This story is one I tell often in private conversations, but I have never written it down and shared it with anyone outside my circle. t’s now time to tell it publicly.
I’ll start from the beginning so as to set the stage, and to be able to impress on you why this story brings me joy every time I think of it, or share it. Linda, the woman who I speak about here, knows a lot of this story because I tell her all the time how blessed I am that she did what she did. I am grateful to her, and Ive made sure she knows it.
Linda is my reminder that although God loves us just as we are, He loves us too much to let us stay there.
Events in the year before I met Linda had cemented all the reasons I ran away from holding a microphone. I had started jokingly using the phrase, “All I need is one mic”, (a line from a rap song), in relation to myself and the fact that mic or no mic, I will speak what feels like truth to me whether those listening to me agree or not.
There had been serious fallout the last time I was offered a microphone and I reached out and took it. After the mic incident I closed my mouth. I avoided any possibility of standing in front of people with a microphone in my hand. I had a lot to say, but I refused to say any of it. I blogged, sharing my heart that way; but no one could get me to speak into a microphone. Like Jabez, I was afraid of the damage I could cause. I feared that what felt true to me would be harmful to others. I shut up, fearing that my words would be weaponized against me, and I didn’t have the emotional capacity to once again endure that pain.
Being quiet became a habit for me. Pretending to not have anything to say was my new norm. I had become comfortable there.
And then, when I signed up for a women’s retreat two hours away and needed a ride there, Linda offered to take me.
Thinking I’d get away with my usual social coping mechanism of diverting attention away from myself, I was shocked when Linda read my play. She’d ask a question, I’d give my usual short answer, and hit back with another question. But then Linda waited for me to give a real answer, and she waited, and waited. Whenever I didn’t respond fully she would come back to the question and wait patiently for my response.

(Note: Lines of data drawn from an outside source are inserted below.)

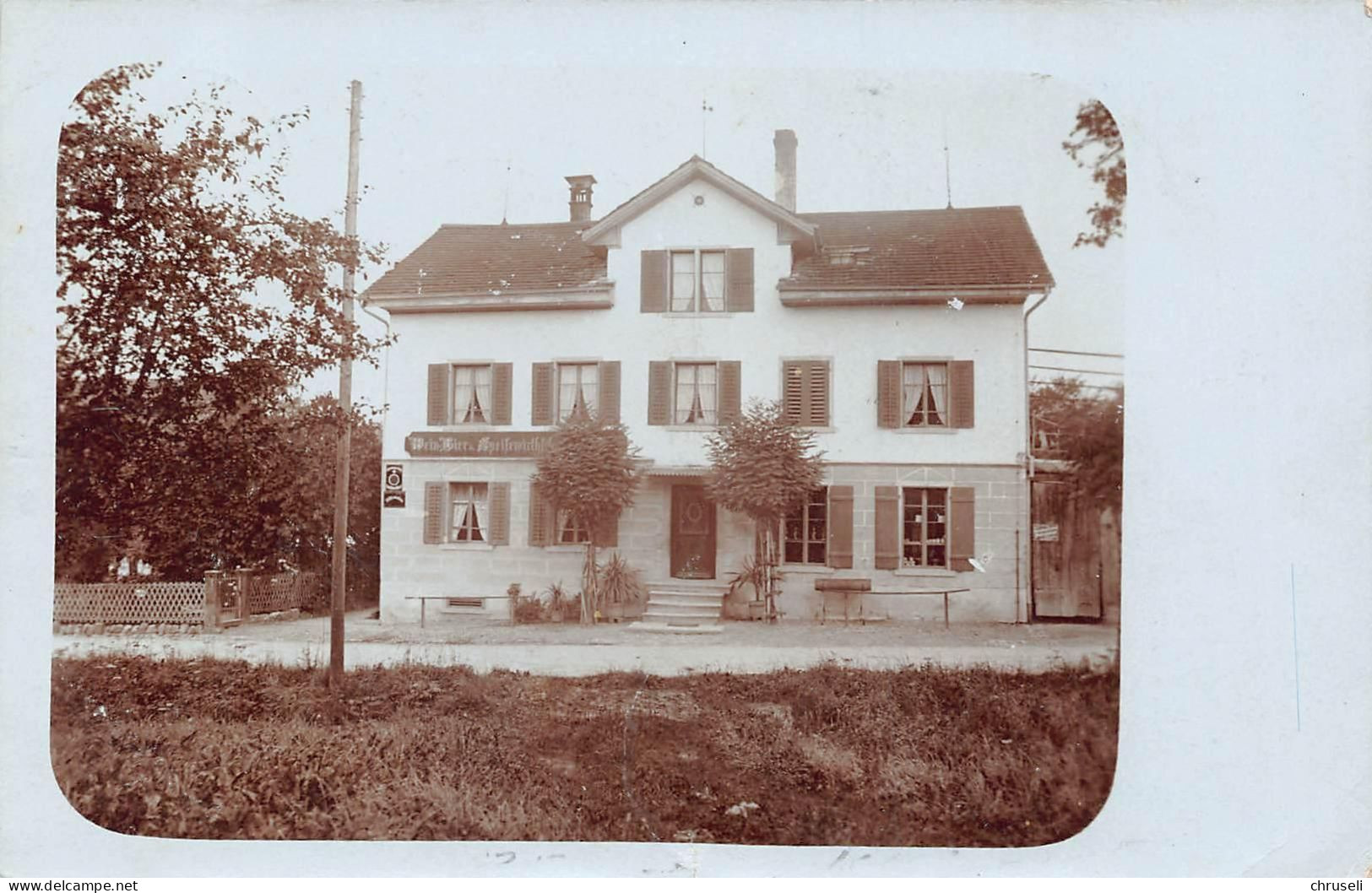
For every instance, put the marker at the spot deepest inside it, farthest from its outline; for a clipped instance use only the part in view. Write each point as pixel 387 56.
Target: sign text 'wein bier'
pixel 478 443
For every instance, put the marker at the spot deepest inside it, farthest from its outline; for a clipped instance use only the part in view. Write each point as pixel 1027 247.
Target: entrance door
pixel 693 534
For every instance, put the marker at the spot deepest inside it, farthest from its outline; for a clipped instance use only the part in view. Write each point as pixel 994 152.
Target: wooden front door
pixel 693 534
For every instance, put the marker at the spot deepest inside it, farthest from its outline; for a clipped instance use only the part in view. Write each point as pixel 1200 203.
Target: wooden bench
pixel 856 586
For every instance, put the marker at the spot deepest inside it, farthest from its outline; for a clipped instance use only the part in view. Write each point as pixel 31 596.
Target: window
pixel 805 534
pixel 697 281
pixel 570 531
pixel 471 394
pixel 578 390
pixel 805 392
pixel 697 394
pixel 924 394
pixel 468 517
pixel 925 528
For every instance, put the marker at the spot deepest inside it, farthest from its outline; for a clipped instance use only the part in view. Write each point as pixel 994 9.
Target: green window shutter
pixel 542 398
pixel 962 527
pixel 652 284
pixel 659 392
pixel 498 515
pixel 610 392
pixel 502 386
pixel 888 394
pixel 840 527
pixel 961 394
pixel 888 528
pixel 794 392
pixel 739 280
pixel 540 520
pixel 438 413
pixel 816 394
pixel 435 515
pixel 730 391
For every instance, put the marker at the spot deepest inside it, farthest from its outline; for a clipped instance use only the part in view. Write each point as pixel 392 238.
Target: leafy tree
pixel 171 368
pixel 588 471
pixel 1095 143
pixel 764 467
pixel 1090 438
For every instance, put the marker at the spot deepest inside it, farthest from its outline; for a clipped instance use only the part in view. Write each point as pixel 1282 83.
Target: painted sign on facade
pixel 478 443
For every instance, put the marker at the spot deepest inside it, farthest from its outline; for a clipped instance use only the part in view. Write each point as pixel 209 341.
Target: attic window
pixel 847 256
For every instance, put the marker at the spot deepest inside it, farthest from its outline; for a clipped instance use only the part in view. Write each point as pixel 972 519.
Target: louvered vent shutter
pixel 962 527
pixel 542 394
pixel 961 394
pixel 840 527
pixel 652 285
pixel 502 386
pixel 610 392
pixel 888 394
pixel 498 515
pixel 739 280
pixel 659 392
pixel 730 391
pixel 888 528
pixel 434 512
pixel 438 405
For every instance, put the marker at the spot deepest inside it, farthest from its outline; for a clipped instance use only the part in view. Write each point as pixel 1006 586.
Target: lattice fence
pixel 280 592
pixel 129 603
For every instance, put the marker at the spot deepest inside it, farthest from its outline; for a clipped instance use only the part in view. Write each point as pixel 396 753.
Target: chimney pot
pixel 581 199
pixel 785 144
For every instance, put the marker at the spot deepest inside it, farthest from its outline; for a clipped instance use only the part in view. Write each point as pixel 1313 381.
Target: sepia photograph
pixel 596 439
pixel 740 464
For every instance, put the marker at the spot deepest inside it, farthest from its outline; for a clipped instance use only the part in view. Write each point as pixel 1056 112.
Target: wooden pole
pixel 342 467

There I was in the front seat of her car, trapped, (or that is how I felt). I could feel the real responses rise up inside of me, but then they’d stick in my throat. Every time she asked a question I felt the clamp of being quiet close in around my chest and heart. I squirmed a lot; blinked a lot, (thank God for huge sunglasses); and kept trying to avoid her questions.
But, two hours is a long time to do this kind of dance; so I decided to answer one of her easier questions thinking that would get her off my back. Forcing myself to respond felt like someone was prying my lips open with Q-tips, and coaxing my tongue to move.
Then I noticed that the words were flowing easier. I told her about some of my life experiences and lessons I had learned. Soon it didn’t feel like I was struggling to speak anymore. By the time we arrived at the retreat, Linda had managed to get more out of me than anyone else had in over a year. In her I found an empathetic listener. She embraced me and my story with warmth and grace.
The words had been locked up inside me for so long, and all they needed was for someone to take the time to gently coax them out of me into a safe space. Linda was the person to do that for me.
A couple of weeks later, I accepted an invitation to speak publicly about what had been good about the retreat. I took the stage, reached for the mic, and stumbled through talking about Linda and that drive, and so many of the other good things about the retreat. So accustomed to being quiet, I started to suffer a serious case of imposter syndrome before I had even left the stage.
That didn’t stop me. I’ve kept accepting the microphone whenever it is offered to me if I think that it is a healthy situation. Instead of thinking of myself in terms of the disaster I can bring when I open my mouth to speak in a public setting, I think about all the people who want to hear what I have to say, just like Linda did.
In at least three settings since that life-changing drive, (without me ever telling the story of how I have purposefully stayed away from the microphone), people have spoken words over me that specifically used the word ‘microphone’. I know that my purpose is tied to a microphone, and for a season the enemy of my soul had separated me from that purpose – and I allowed it. Staying away from the mic, laughingly teasing myself that “All I need is one mic”, played right into his hands, until Linda came along and in her own way without even knowing it, she put the microphone back into my hand.
When I got into her van that fateful afternoon, I knew that God loved me, even as the fearful mouse that I thought I was; but now I realize that He also loved me enough to let me not stay afraid of the microphone. For two hours He teamed me up with a woman who could help me get rid of the fear. He gave me the option to make the most of the opportunity He presented me with, or I could choose to to ignore it.
I am certain that He has presented/will present you with similar opportunities.
Through an ordinary person at an ordinary time, He’s given you the chance to let go of fear in a particular area of your life – and it was totally up to you whether you would accept that new life without fear or not.
Did a specific memory come to mind as you read that?
Or maybe, He is about to bring that opportunity to you, and the reason you are reading this now is to prepare you to recognize the moment when it is presented to you.
God loves you just as you are, but He knows there is more for you: a life free of fear of the very thing He created you to do.
He will bring people into your life to show you how to live free of fear of your purpose, just like He brought me Linda. The opportunity is coming. Will you receive it, and walk boldly in your purpose?